Vamos botar um freio nessa
história. Não foi isso que eu quis
dizer.
Minhas restrições aos Raimundos não têm nada a ver com letras indecentes. Pelo contrário:
fazer barulho recheado de impropérios ainda é melhor do que
submeter a molecada à ética moreno-preguiçosa que vigora há
30 anos na MPB.
Entre um garoto de 13 anos
que sai gritando, descabelado,
"eu quero ver o oco!" e outro que
passa o dia de bobeira na praia,
com violãozinho, cantando "menina do anel, de lua e estrela...",
fico, claro, com a alternativa "a".
Critico os Raimundos por uma
razão bem mais simples: porque
são uma banda muito fraca. Não
sabem tocar, suas músicas seguem estruturas infantis, e são
incapazes de se aproximar, por
um segundo que seja, de qualquer coisa que possa ser chamada de criativa.
Mas também não gostaria de
pegá-los para Cristo. Eles não
são aberrações, pontos de mediocridade anormal. São, simplesmente, um retrato do rock
brasileiro.
Várias pessoas já reclamaram
de eu falar mal dos Raimundos,
apesar de concordarem comigo
que, como banda, eles não existem. Para essas pessoas (e, depois dos e-mails que recebi, começo a entendê-las), ainda é menos triste ver o sucesso de um
grupo que, mesmo medonho,
tem alguma personalidade, do
que aguentar o discurso "moderno" da turma de Carlinhos
Brown, Chico César, Otto e Arnaldo Antunes.
É verdade. Os Raimundos podem ser ruins, mas não apontam
para um mal maior.

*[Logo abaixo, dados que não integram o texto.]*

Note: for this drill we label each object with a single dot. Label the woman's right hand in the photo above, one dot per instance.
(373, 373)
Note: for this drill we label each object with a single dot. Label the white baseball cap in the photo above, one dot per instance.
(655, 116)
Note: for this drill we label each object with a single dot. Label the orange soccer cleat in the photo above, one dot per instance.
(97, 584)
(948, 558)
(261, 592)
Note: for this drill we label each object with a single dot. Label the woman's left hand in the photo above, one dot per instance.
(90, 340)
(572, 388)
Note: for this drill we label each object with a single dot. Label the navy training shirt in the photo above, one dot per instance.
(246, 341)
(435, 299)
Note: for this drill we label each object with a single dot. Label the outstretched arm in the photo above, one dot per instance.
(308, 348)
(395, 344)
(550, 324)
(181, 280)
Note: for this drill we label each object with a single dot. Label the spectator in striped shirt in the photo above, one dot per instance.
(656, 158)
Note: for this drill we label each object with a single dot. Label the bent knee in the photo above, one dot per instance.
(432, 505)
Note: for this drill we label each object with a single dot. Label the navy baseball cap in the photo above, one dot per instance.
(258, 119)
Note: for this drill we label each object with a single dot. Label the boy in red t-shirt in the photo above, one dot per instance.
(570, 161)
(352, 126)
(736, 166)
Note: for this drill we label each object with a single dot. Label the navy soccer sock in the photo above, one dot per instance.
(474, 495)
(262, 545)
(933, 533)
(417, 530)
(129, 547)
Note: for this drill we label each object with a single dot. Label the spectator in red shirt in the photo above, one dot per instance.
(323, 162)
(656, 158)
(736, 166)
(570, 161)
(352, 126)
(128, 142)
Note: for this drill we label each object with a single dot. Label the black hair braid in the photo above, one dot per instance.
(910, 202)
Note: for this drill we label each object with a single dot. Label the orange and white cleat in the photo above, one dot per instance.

Não são como Titãs ou Paralamas, representantes de uma social-democracia pastosa que fazem a trilha
sonora desta desfibrada era
FHC.
Pelo contrário. Quem encontra
os Raimundos sempre volta falando como eles são gente boa,
agradáveis, moleques sem nenhum sinal do papo-furado dos
"gênios" da MPB.
Pena que isso não seja suficiente para encobrir tantas de deficiências técnicas, e aqui cabe
uma comparação.
Imagino que as rádios brasileiras estejam tocando tanto quanto as daqui as músicas de uma
banda californiana chamada
Blink 182 (a canção mais famosa
deles é "All the Small Things").
Pois bem: o Blink 182 faz um som
cheio de gracinhas e sacanagens,
na praia dos Raimundos. Ou,
melhor ainda, na praia dos Mamonas Assassinas, falando de
masturbação, pum, meleca de
nariz.
Som para menores de 12 anos,
só que é o seguinte: assisti aos
três moleques do Blink 182 ao vivo, e eles só faltaram rachar no
meio um ginásio para 15 mil pessoas.
Imagine se os cientistas que
clonaram a ovelha Dolly na Escócia aparecessem no Brasil e fizessem cinco cópias de cada um
dos Raimundos. Depois, clones e
originais seriam levados para a
mesma arena onde o Blink 182 se
apresentou, e com o mesmo
equipamento. Garanto para você: ainda assim, não teriam metade do peso da banda americana.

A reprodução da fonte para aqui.